Can I be fired for making a Workers' Compensation claim?
Yes, under Georgia law. Georgia is an employment at will state. In general, unless you have an employment contract or are the victim of discrimination, you can be fired for any reason. The Georgia legislature rejected a bill preventing such firing for making a claim many years ago.
Am I personally responsible for my medical bills as a result of my work injury?
Not if you have an accepted claim and if you have seen the authorized treating physician. Georgia law prohibits the medical provider from billing you for such services.
I am applying for Social Security Disability Benefits. If I get them, will they be reduced because I am receiving Georgia Workers' Compensation benefits?
Perhaps. The total of your workers’ compensation benefits and your social security disability benefits cannot exceed 80% of your average monthly or current earnings. Usually, when your workers’ compensation case is settled, the documentation of the settlement agreement can be drawn so as to recoup a large portion of this lost offset.
I think someone from the insurance company is watching me. Can they do this?

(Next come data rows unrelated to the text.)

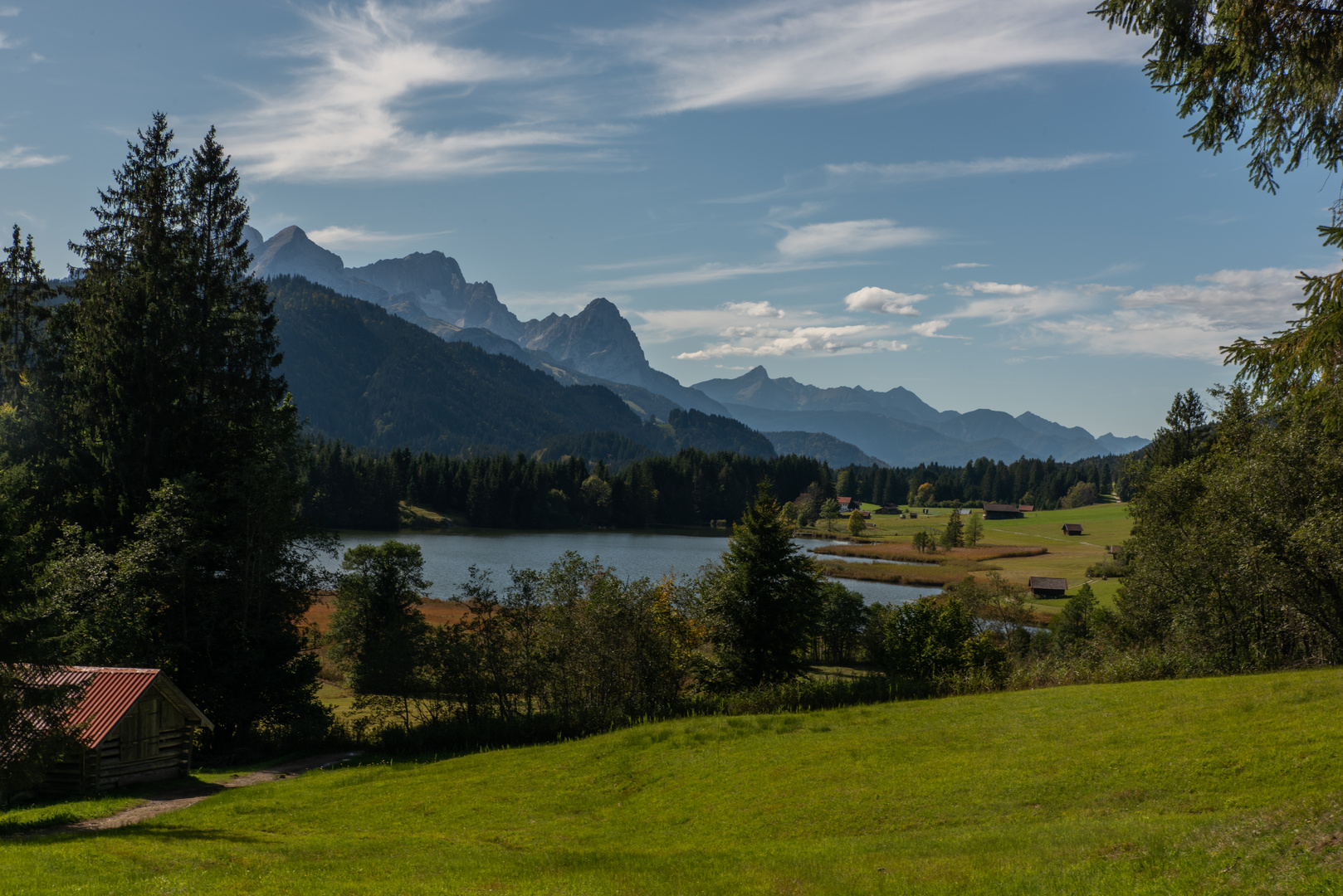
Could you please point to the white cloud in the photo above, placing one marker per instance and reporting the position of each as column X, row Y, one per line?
column 921, row 171
column 873, row 299
column 706, row 275
column 930, row 328
column 1002, row 289
column 341, row 236
column 349, row 113
column 838, row 50
column 766, row 342
column 26, row 158
column 1016, row 308
column 754, row 309
column 849, row 236
column 1186, row 320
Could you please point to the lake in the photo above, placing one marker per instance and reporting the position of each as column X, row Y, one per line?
column 447, row 555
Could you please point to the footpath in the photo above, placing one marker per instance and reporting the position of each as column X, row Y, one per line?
column 175, row 800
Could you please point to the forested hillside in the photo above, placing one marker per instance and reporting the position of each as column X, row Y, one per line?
column 360, row 373
column 349, row 488
column 367, row 377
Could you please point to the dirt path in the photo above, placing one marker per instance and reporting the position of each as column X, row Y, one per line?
column 175, row 800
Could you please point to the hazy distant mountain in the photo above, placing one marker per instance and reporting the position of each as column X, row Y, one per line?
column 755, row 388
column 993, row 434
column 823, row 448
column 1121, row 444
column 598, row 347
column 427, row 289
column 896, row 442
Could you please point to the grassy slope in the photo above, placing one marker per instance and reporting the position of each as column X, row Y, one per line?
column 1227, row 785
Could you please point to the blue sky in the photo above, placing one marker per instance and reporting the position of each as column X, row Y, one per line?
column 982, row 202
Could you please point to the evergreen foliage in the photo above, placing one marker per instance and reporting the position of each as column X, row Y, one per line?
column 763, row 598
column 159, row 453
column 1262, row 77
column 348, row 488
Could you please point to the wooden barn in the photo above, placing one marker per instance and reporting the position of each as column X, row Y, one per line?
column 1043, row 587
column 1002, row 512
column 137, row 726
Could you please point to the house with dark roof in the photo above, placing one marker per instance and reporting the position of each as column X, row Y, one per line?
column 1043, row 587
column 133, row 724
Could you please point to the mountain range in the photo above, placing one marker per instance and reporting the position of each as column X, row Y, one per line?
column 598, row 348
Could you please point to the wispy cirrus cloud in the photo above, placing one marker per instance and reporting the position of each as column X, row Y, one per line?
column 766, row 342
column 710, row 273
column 26, row 158
column 921, row 171
column 840, row 50
column 873, row 299
column 348, row 114
column 851, row 238
column 1179, row 320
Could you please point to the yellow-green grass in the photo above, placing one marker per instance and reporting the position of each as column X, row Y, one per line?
column 1223, row 785
column 1068, row 557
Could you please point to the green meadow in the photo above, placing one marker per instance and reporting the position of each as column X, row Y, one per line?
column 1201, row 786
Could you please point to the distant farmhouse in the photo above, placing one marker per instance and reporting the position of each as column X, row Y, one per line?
column 1043, row 587
column 137, row 726
column 1002, row 512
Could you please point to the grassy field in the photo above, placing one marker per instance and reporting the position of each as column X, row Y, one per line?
column 1067, row 558
column 1223, row 785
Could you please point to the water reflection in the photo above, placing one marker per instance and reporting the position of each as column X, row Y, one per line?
column 449, row 555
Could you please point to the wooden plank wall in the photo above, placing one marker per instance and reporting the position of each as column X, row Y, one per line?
column 154, row 742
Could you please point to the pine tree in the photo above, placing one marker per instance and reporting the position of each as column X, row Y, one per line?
column 23, row 309
column 764, row 598
column 179, row 433
column 952, row 536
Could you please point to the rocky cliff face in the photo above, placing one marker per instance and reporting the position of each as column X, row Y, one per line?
column 599, row 342
column 427, row 289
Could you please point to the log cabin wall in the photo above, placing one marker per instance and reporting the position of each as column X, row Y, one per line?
column 152, row 742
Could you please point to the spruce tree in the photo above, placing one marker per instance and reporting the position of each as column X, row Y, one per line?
column 179, row 434
column 764, row 598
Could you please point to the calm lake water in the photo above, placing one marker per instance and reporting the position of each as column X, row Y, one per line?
column 447, row 555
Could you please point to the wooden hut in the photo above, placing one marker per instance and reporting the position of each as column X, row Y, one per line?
column 1043, row 587
column 136, row 726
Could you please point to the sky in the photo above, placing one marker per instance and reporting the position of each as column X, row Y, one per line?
column 982, row 202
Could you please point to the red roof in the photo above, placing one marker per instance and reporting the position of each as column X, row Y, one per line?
column 109, row 692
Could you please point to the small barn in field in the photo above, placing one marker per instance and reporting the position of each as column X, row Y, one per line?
column 136, row 726
column 1043, row 587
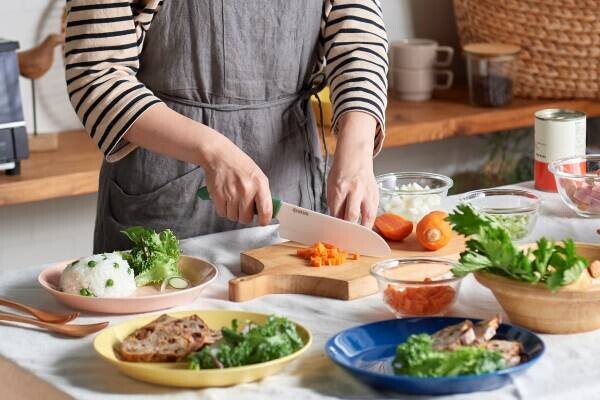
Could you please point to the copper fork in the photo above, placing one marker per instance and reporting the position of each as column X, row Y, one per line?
column 41, row 315
column 74, row 330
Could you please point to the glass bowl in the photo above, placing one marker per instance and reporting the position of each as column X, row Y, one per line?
column 412, row 195
column 417, row 286
column 578, row 183
column 515, row 209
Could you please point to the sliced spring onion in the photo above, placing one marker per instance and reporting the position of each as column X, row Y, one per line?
column 176, row 282
column 163, row 285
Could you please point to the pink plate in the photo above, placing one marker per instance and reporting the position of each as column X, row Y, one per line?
column 198, row 272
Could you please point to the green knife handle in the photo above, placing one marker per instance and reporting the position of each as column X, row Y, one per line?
column 204, row 195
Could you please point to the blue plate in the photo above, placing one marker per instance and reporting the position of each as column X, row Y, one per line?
column 367, row 351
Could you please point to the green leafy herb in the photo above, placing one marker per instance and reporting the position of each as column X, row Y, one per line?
column 490, row 248
column 254, row 344
column 516, row 225
column 86, row 292
column 416, row 357
column 153, row 256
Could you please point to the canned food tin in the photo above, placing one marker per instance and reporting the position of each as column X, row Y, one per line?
column 558, row 133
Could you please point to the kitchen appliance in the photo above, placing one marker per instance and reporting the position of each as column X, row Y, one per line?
column 13, row 135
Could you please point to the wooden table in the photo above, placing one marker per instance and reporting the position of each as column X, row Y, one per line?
column 73, row 169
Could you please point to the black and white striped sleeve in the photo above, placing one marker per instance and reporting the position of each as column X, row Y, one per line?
column 102, row 47
column 353, row 46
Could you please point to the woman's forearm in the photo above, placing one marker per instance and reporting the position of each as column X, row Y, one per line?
column 167, row 132
column 356, row 134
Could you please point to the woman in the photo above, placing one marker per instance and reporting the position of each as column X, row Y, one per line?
column 182, row 93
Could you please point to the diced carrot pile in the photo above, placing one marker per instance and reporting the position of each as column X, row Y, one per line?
column 321, row 254
column 426, row 300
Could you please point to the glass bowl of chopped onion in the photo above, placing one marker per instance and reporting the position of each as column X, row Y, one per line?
column 417, row 286
column 515, row 209
column 412, row 195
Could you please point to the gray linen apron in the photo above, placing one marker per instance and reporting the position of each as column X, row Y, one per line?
column 243, row 68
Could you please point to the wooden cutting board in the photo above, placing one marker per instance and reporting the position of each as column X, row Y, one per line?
column 277, row 269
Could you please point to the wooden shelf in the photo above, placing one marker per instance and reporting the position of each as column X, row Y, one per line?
column 71, row 170
column 74, row 168
column 449, row 114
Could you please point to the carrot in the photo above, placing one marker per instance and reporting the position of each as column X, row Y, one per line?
column 433, row 231
column 393, row 227
column 320, row 254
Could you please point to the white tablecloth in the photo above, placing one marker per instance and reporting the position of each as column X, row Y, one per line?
column 570, row 368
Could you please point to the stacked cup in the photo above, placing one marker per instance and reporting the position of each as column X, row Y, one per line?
column 412, row 73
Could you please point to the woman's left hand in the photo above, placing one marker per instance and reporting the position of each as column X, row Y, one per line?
column 351, row 187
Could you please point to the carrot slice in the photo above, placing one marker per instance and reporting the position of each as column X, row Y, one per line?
column 393, row 227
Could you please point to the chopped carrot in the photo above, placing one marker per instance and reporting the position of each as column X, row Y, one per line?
column 320, row 254
column 305, row 253
column 427, row 300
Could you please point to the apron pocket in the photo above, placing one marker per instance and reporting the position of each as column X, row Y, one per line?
column 171, row 206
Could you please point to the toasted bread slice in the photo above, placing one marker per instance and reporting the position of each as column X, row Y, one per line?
column 166, row 339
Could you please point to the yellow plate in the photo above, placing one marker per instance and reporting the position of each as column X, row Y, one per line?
column 177, row 374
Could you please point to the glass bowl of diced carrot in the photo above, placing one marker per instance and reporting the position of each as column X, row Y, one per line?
column 417, row 286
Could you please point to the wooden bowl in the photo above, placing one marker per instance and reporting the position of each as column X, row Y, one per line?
column 571, row 309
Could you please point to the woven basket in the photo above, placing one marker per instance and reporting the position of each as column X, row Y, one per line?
column 560, row 42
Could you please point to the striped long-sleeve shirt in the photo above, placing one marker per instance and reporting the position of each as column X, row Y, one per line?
column 104, row 40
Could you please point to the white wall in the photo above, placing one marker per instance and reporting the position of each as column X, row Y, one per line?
column 61, row 229
column 29, row 22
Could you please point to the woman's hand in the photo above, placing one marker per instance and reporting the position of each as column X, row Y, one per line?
column 236, row 184
column 351, row 187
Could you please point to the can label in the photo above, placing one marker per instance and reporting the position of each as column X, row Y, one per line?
column 558, row 134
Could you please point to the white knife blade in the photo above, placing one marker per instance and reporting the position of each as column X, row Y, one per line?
column 307, row 227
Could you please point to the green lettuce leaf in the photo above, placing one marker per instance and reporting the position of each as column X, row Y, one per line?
column 153, row 256
column 490, row 248
column 416, row 357
column 276, row 338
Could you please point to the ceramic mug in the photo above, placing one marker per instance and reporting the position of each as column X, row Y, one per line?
column 418, row 84
column 419, row 53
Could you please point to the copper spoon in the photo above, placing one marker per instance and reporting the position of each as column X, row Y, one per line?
column 68, row 330
column 40, row 314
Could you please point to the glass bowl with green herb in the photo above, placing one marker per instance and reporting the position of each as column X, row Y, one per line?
column 516, row 210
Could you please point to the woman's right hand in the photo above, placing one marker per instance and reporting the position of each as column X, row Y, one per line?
column 236, row 184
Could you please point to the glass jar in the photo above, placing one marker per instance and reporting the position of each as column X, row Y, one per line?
column 490, row 73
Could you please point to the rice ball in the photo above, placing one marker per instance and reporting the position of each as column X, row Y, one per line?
column 100, row 275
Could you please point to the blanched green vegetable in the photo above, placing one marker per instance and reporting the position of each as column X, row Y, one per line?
column 254, row 344
column 416, row 357
column 153, row 256
column 490, row 248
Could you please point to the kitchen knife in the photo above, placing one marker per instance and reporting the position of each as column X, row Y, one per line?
column 307, row 227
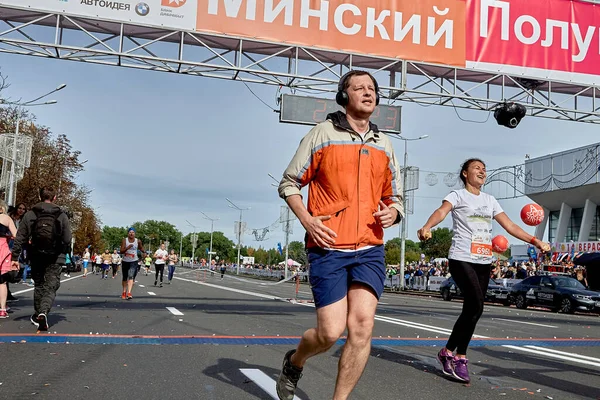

Yes. It is legal to perform surveillance. The insurance company in your case is likely to be trying to see if your restrictions are less than you and your doctor say they are or catch you lying about the extent of your injuries. Avoid doing any strenuous activity outside beyond what the doctor tells you. Even when we are in pain sometimes we extend ourselves and do things that may cause us pain because it is for a very short period of time and we have no one to help us. The insurer will try to make it look like there is nothing wrong with you. While you may be able to bend over and pick something up once, this does not mean that you can do it all day. They may make a videotape that may be very misleading. Be smart and protect your rights in your case.
Can the insurance company force me to settle my claim?
No, it cannot. And the reverse is also true: you cannot force an insurance company to settle your claim. Only when both sides reach an agreement on the terms of a settlement, the agreement is put into a Stipulation and presented to the State Board for approval. Once approved, the settlement is final and your claim can be officially closed. You will not be able to re-open your case if you change your mind after the settlement is approved by the State Board.